How Quigley Eye Specialists Approaches Valuations
By Aaron Bradley, Director—Finance & Business Development
The “value” of a practice is more than its financial stability and health. Indeed, many other factors go into determining the structure of the agreement that might be presented to eye care practice owners. Of course, the number is important—but it’s also important to see what joining a private equity organization can bring you in ongoing value.
Are there synergies? Quigley Eye Specialists looks for stable practices where our team can bring synergies and maximize the eye care professionals’ goals. We realize that every administrative task required of owners is time away from patient care. So there are financial benefits to bringing in an infrastructure support to marketing, a call center, billing tasks and more. Having trained experts take on those roles frees eye care professionals to align themselves closer to patient care.

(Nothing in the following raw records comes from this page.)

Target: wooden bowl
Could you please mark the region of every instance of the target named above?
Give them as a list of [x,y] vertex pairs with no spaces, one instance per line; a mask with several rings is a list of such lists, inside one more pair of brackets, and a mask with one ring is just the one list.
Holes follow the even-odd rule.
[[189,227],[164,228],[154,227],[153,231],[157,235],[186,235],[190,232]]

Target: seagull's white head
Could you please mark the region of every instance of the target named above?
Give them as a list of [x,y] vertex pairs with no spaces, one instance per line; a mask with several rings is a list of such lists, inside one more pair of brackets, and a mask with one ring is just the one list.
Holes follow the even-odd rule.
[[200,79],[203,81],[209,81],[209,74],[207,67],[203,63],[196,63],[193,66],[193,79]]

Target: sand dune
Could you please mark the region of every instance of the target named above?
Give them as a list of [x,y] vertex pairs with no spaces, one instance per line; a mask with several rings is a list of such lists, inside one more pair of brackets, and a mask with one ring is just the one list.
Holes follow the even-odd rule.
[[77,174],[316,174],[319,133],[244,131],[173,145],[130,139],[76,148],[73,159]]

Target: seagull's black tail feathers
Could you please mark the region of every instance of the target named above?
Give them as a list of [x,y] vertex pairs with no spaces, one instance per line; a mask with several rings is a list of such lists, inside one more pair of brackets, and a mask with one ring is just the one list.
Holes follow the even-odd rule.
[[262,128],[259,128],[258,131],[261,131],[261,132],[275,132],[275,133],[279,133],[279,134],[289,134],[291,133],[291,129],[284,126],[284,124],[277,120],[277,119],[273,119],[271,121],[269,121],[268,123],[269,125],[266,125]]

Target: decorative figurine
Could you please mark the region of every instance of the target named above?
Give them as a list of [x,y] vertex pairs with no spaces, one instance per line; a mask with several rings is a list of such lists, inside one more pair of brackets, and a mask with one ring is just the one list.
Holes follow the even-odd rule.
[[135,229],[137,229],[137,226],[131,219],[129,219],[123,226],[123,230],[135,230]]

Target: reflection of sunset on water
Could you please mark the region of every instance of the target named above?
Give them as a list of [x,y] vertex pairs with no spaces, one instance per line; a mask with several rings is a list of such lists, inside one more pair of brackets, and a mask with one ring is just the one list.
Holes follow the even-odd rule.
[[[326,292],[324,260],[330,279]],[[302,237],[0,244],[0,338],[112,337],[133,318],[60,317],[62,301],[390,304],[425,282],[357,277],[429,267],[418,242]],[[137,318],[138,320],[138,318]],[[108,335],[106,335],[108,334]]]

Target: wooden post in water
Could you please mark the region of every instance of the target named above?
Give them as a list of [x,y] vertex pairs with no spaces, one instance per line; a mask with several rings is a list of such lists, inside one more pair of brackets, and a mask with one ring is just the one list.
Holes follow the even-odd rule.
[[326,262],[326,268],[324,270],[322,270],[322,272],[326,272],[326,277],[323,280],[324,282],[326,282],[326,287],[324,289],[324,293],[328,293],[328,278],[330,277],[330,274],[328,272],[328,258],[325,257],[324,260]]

Once practice owners and Quigley Eye representatives have had some initial introductions and see some potential in continuing discussions, the practice owner is asked to share some data—and we’ll sign a nondisclosure agreement to work up a nonbinding offer. This can take a few weeks to a few months, depending on how quickly the owner can provide the information.
The financial valuation takes into consideration many quantitative and qualitative factors and is likely a similar process used by any other potential buyers. We will request two to three years of tax returns and accounting records from QuickBooks or other financial software system the practice uses. We’ll also ask about the size of the space, available lanes and the structure of the lease in place if the real estate is not owned. Other inquiries on equipment leases, outside services, other professional fees, etc., also assist in the valuation process.
When it’s time to present this nonbinding offer, many owners look straight to the bottom line—and that’s not surprising. But there are other ways to look at it—especially for owners who do not yet want to walk away from practice. For example, owners may be offered equity in Quigley Eye, an asset that has shown phenomenal growth over the past few years. They may also see the benefits that come when the practice functions more efficiently and at a higher level of production, which benefits the patient and the provider.
Ultimately, the relationship has to work for everyone involved.